An additional important next step for this research path is determining the mechanism of insulin’s effects on cognition. This entails answering some basic questions in rodents and primates, e.g., which levels of extracellular brain insulin (as opposed to CSF insulin) are actually achieved by intranasal insulin doses that exert optimal effects on cognition? Is an increase above baseline of extracellular brain insulin levels sufficient to enhance brain insulin signaling or to normalize central nervous insulin signaling in the case of brain insulin resistance? Does intranasal insulin act equally with regard to neuroprotection and synaptic function? How fundamental is brain insulin resistance to the development of both familial and sporadic forms of AD?

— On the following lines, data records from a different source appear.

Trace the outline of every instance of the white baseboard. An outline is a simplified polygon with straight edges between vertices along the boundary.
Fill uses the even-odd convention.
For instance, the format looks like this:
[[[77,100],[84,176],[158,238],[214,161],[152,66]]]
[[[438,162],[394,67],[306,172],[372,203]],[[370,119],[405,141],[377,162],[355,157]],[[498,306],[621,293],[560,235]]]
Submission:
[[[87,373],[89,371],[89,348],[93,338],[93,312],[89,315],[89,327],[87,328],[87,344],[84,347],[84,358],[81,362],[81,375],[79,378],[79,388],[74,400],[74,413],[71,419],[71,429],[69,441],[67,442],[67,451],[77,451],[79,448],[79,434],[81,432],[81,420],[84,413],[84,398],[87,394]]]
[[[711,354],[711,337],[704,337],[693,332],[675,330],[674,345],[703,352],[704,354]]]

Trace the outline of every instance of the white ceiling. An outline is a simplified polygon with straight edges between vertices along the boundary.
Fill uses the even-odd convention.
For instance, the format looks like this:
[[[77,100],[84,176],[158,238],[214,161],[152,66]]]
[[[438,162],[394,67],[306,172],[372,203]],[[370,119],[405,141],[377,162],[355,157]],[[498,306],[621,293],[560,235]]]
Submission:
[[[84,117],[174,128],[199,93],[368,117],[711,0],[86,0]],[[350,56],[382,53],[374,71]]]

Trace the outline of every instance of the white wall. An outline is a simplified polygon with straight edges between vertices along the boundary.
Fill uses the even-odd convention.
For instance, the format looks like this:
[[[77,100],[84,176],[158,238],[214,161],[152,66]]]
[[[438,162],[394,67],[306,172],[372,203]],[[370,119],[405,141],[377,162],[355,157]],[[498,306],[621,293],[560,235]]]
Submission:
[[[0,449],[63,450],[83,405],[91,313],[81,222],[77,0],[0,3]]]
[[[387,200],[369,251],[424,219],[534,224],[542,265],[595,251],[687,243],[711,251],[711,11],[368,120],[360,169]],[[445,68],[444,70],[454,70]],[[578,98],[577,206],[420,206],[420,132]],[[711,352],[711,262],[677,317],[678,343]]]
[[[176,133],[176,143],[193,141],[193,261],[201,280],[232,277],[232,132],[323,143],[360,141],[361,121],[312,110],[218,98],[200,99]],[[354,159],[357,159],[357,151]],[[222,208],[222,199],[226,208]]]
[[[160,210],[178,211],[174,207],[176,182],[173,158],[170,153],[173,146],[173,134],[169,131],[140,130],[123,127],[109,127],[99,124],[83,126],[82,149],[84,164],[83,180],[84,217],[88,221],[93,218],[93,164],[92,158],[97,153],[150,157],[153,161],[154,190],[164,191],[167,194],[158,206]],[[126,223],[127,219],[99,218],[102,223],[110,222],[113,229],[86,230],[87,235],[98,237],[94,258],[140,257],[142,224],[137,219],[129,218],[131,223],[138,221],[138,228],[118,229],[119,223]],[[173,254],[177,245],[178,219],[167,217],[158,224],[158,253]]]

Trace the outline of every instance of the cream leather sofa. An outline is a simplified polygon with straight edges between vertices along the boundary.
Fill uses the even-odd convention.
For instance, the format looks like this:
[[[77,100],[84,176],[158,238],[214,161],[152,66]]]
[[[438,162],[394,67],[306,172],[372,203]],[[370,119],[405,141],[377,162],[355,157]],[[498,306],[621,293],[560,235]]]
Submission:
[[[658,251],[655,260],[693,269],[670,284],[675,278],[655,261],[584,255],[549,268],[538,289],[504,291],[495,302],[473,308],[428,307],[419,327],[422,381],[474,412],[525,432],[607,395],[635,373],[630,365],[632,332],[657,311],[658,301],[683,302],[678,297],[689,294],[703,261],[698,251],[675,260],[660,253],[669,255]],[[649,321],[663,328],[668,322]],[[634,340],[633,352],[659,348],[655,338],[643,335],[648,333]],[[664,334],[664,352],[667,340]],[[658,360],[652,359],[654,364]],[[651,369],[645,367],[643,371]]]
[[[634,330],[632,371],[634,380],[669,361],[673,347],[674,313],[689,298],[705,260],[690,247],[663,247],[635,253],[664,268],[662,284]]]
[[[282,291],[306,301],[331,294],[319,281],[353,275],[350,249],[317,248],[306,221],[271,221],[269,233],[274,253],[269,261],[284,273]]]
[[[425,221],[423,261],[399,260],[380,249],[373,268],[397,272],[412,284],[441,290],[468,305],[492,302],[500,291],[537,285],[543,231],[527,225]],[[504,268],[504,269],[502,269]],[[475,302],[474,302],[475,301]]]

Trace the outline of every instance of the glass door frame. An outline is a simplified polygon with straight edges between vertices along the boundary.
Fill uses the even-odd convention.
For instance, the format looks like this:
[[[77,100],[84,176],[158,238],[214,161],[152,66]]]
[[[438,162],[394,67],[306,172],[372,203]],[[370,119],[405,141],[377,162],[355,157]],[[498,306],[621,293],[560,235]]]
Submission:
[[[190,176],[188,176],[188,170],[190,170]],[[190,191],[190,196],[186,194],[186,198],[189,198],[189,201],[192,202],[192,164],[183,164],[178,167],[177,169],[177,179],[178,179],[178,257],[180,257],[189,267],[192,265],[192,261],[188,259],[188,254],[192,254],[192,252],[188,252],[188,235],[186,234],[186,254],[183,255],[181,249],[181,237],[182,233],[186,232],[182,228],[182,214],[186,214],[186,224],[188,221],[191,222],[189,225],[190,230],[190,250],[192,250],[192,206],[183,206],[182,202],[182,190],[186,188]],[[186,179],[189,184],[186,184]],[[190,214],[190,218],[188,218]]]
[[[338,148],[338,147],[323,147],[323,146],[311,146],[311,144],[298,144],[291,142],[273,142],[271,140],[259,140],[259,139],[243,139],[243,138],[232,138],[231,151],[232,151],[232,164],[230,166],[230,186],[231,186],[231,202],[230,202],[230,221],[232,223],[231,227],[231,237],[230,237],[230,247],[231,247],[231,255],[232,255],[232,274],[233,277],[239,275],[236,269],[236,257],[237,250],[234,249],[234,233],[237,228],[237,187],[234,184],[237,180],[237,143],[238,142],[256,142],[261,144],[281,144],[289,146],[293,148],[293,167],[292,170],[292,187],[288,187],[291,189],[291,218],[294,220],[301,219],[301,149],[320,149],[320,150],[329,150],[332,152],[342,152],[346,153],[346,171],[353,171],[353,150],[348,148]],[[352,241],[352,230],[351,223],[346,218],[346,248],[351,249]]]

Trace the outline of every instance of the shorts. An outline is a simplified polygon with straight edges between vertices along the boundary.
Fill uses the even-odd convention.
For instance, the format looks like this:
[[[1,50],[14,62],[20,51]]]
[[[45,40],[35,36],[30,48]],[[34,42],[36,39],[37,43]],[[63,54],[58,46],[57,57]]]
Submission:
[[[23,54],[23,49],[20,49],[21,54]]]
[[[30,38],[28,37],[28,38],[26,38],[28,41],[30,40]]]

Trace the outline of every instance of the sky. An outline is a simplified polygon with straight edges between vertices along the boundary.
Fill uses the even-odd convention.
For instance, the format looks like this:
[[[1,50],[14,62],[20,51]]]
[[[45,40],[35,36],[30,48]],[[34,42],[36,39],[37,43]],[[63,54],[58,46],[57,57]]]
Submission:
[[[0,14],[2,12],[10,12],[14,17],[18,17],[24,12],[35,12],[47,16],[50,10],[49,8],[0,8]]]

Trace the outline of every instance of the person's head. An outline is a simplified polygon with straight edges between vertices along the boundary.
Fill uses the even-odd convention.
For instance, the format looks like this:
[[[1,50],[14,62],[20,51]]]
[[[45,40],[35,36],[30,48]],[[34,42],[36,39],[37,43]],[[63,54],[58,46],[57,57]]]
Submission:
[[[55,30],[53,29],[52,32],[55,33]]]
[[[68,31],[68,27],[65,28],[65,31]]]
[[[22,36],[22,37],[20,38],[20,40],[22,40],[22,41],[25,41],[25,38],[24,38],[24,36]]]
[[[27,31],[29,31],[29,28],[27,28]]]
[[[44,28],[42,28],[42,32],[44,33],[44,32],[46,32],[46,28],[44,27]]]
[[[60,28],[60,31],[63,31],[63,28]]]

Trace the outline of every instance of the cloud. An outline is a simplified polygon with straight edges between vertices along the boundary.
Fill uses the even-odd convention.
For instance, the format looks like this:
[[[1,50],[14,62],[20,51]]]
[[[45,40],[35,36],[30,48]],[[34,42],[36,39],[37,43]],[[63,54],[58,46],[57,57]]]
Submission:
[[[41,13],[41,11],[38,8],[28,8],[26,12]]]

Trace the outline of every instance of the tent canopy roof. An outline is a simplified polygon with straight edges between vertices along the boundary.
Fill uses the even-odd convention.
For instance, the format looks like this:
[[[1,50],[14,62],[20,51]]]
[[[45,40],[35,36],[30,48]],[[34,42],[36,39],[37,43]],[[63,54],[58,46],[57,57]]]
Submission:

While there are many open questions regarding longitudinal efficacy and the mechanisms underlying its effect on cognition, recent clinical trials support the hypothesis that intranasal insulin may be a promising option to slow the progress of AD [31]. With this in mind, it is not surprising that intranasal administration of insulin in AD patients was recently selected by the NIH to receive substantial funding as part of the National Alzheimer’s Plan in the US. In this multicenter study (recruiting has not started yet), the effects of intranasally administered insulin on cognition, entorhinal cortex, hippocampal atrophy and CSF biomarkers in amnestic MCI or mild AD will be examined in a sample of 240 people (ClinicalTrials.gov Identifier: NCT01767909). It is hypothesized that after 12 months of treatment with intranasal insulin subjects will demonstrate improved performance on a global measure of cognition, on a memory composite and in daily functioning. In addition to the examination of CSF biomarkers and hippocampal and entorhinal atrophy, the study aims to examine whether the baseline AD biomarker profile, gender or APOE-ε4 allele carriage predicts treatment response.

Taken together, the findings reviewed in this article provide a strong rationale for hypothesizing that intranasal delivery of insulin or insulin sensitizers (e.g., liraglutide) represents a promising pharmacological strategy to support insulin-sensitive CNS functions in humans, including hippocampus-dependent memory formation and neuroprotection against AD and MCI.